En Las sombras errantes, Quignard dedica unas líneas a cómo la política se cuida de la tradición:

La cuestión política siempre es única. La cuestión política es: prever el pasado que acecha. La cuestión nunca es ¿qué futuro tendrán nuestros hijos? […] La pregunta de todos los tiempos siempre es: ¿qué está a punto de volver? […] Todos los días [tousjours] hay que ganarle de mano a la muerte que fascina (1) lo social. (2014: 78).

Donde Benjamin dice asombro, Quignard dice fascinatio. El fascinado, de manera similar al ángel de la historia, está como embrujado, no puede apartar la mirada. En cambio, la mirada de estos dos pensadores hacia el pasado y la tradición es contraria a la que esperan los políticos cuya misión es fascinar a las masas, crear fanáticos. En una palabra: está desfascinada. El asombro pasma. Necesitamos romper nuestra fascinación con la destrucción, con el nuevo espejismo capitalista, con el redentor siempre por-venir si queremos construir algo con las ruinas antes de que no quede piedra sobre piedra, antes de que se borre la memoria física. Nuevamente: si nos atenemos al pie de la letra a las Tesis de Benjamin, entonces nuestro momento es ahora. Sin embargo, es innegable que las circunstancias de ese ahora deberían ser mínimamente favorables a los intelectuales. El ahora será propicio cuando las instituciones privadas de la cultura venezolana, presididas por la burguesía rancia capitalina, cesen de mal pagar a sus “colaboradores” como en tiempos coloniales. Cuando nuestra pequeña, amiguista y complaciente esfera intelectual comprenda que superar el impresionismo equivale a superar la parcela segura de la anécdota, del gueto cultural en el exterior, de la autolegitimación por medio de la publicación feliz pero huérfana de crítica. Cuando deje de temérsele al ejercicio y a la recepción de la crítica seria y teórica y al debate que ésta suscite. Cuando los intelectuales puedan aprehender su presente necesitado (Benjamin) con el más atrás (Quignard) que lo antecede. Cuando nos atrevamos a interrogarnos mirándonos verdadera, sesudamente el ombligo y a hacer obra a partir de ahí.

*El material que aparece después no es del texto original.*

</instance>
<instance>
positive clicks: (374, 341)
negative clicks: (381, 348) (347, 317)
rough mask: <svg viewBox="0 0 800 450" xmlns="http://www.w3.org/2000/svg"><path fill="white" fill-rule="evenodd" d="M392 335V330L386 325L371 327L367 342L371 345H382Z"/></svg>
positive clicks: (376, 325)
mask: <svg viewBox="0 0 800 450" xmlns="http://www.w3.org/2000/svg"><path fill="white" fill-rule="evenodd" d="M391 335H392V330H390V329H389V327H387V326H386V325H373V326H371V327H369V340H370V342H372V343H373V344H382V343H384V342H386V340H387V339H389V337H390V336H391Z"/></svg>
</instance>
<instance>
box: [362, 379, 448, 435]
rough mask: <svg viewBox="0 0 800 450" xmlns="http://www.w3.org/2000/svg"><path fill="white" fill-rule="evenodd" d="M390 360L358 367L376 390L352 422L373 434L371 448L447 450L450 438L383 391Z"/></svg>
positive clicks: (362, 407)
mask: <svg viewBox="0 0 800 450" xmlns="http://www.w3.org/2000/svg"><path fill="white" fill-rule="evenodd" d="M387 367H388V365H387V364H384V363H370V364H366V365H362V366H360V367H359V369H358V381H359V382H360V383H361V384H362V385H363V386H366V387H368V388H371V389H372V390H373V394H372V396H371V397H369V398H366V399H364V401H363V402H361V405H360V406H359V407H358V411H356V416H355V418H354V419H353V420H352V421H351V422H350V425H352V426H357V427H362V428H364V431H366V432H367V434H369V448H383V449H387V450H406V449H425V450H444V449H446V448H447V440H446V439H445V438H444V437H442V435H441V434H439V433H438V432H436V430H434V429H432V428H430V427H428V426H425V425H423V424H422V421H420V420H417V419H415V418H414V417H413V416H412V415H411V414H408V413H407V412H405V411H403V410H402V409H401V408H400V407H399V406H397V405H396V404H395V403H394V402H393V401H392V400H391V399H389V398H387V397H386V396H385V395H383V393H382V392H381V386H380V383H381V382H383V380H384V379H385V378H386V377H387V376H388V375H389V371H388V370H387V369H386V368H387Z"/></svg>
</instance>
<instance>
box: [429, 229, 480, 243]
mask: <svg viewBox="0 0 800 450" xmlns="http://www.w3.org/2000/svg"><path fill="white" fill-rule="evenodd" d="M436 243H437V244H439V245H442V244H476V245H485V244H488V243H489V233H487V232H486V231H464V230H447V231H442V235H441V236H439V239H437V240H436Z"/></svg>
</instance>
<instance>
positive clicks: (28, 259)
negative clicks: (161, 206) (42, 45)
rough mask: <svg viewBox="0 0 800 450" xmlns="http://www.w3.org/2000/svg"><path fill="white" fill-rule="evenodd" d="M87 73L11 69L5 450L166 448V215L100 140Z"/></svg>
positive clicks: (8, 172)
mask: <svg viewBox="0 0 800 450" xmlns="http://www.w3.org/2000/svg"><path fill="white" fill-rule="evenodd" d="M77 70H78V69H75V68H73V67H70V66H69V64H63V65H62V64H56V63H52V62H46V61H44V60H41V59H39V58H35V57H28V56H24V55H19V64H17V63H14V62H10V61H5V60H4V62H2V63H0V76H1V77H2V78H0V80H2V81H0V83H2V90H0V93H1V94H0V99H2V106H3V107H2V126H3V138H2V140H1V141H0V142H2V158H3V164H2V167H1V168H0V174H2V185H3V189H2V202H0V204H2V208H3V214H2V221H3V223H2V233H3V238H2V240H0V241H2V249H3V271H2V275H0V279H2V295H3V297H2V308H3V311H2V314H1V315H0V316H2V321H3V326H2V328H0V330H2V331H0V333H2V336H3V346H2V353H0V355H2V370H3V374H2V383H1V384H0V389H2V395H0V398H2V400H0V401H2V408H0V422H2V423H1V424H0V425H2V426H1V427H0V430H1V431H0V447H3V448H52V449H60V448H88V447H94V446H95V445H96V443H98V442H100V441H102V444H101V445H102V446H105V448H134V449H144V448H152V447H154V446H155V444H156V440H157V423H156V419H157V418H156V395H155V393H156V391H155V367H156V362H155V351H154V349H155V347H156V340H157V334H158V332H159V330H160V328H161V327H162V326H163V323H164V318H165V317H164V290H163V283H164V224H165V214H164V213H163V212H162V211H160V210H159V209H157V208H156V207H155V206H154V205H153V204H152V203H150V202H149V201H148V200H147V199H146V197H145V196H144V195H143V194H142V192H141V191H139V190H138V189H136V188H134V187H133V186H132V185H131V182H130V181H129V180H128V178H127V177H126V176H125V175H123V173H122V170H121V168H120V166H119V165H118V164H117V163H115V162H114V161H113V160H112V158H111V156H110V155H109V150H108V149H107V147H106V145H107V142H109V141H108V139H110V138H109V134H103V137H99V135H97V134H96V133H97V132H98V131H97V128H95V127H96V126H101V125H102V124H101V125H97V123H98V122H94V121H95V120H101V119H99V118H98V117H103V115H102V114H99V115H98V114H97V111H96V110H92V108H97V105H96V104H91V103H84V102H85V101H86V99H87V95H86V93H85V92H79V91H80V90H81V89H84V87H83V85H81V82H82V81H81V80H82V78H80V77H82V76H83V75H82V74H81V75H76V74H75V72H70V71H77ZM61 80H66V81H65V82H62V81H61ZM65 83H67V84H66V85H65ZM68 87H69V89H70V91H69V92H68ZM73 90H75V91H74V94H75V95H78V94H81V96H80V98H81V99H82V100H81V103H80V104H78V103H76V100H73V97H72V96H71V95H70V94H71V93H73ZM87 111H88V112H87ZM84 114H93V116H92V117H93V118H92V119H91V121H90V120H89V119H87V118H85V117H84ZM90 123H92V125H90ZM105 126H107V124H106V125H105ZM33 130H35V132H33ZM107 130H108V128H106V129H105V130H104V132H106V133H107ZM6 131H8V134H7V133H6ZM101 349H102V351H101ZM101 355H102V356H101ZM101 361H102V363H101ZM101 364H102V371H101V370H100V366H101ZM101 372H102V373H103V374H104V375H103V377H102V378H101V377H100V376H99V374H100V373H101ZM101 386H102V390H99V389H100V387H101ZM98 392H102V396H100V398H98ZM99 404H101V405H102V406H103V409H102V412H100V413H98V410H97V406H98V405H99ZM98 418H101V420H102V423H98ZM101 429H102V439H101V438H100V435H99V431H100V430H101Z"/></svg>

Mirarse el ombligo (el origen más cercano, la vivencia) es apenas el primer gesto en la ida hacia atrás (experiencia).

Mérida, septiembre de 2021; abril de 2022


Notas

1 El subrayado es mío.


Bibliografía

Benjamin, W. (1933, ed. 2018). Experiencia y pobreza. En Iluminaciones. Madrid: Taurus. pp. 95-100.

Benjamin, W. (1940, ed. 2018). Tesis sobre el concepto de historia. En Iluminaciones. Madrid: Taurus. pp. 307-318.

Quignard, P. (1993, ed. 2016). El nombre en la punta de la lengua. Madrid: Arena Libros.

Quignard, P. (2002, ed. 2014). Las sombras errantes (Último Reino I). Buenos Aires: El cuenco de plata.

Quignard, P. (2002, ed. 2015). Abismos (Último Reino III). Buenos Aires: El cuenco de plata.

Quignard, P. (2018, ed. 2020). La vida no es una biografía. Barcelona: Shangrila.